Luckily, countries across the globe are recognizing this new, rising infrastructure, and are eager to protect it with laws such as the EU’s Fifth AML Directive (5AMLD) that even covers cryptocurrencies.

Avoiding Being A Guinea Pig

We can do more than just hide behind government regulations to protect us from becoming lab rats, or at the very least, to protect ourselves against intellectual property theft.

Using fancy mathematics called cryptography, we can now use blockchain to create a network of scarcity, which is an effective way of establishing ownership and identity.

Let’s take the example of an artist. Their ‘public key’ on blockchain can be their brand. Not long ago, it wasn’t difficult for some ill-willer to copy and redistribute the artist’s work for their own personal profit.

But with blockchain, the artist has their cryptographic ‘private key’ on the ledger that identifies them as the original creator of the art, even after its distribution.

In larger collaborative projects, blockchain can be a pretty great method for ensuring accurate disbursement to all sources of content creation.
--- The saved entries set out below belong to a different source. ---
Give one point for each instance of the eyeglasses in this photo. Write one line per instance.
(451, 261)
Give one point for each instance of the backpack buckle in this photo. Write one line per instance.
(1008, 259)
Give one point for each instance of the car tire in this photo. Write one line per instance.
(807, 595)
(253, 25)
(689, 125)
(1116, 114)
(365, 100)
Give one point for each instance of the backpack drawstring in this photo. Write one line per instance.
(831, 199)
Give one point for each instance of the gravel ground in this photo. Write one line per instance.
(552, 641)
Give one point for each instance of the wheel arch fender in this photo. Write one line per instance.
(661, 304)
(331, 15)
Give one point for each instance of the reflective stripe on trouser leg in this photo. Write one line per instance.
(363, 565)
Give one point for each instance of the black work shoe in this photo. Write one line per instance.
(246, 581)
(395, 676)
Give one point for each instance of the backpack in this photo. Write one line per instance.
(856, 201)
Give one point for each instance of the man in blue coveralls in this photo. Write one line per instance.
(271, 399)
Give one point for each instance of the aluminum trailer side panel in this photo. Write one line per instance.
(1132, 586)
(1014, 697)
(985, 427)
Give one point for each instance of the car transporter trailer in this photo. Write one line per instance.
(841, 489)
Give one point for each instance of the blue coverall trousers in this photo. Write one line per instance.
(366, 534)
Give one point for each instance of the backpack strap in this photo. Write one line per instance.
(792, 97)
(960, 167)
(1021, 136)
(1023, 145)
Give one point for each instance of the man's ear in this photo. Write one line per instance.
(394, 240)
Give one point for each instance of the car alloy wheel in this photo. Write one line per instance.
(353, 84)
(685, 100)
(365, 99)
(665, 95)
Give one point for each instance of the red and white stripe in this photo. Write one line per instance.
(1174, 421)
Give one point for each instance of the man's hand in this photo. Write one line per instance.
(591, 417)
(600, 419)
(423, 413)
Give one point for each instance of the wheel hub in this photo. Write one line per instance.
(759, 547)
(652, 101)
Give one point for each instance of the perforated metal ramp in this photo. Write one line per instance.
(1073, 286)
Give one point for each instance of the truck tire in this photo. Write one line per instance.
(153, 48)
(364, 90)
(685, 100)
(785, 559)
Decentralised ecosystems like genEOS are a fine way to build such fair systems.

Takeaways

As you can see, we are at a pretty unique moment in history with a lot of potential for both good and evil. The hope is that governments, corporations, and individuals will make the right decisions so that we can successfully protect individual and collective identity within our complex system that is the world itself. In the meantime, blockchain offers some great tools for building the blocks of that potentially very bright future.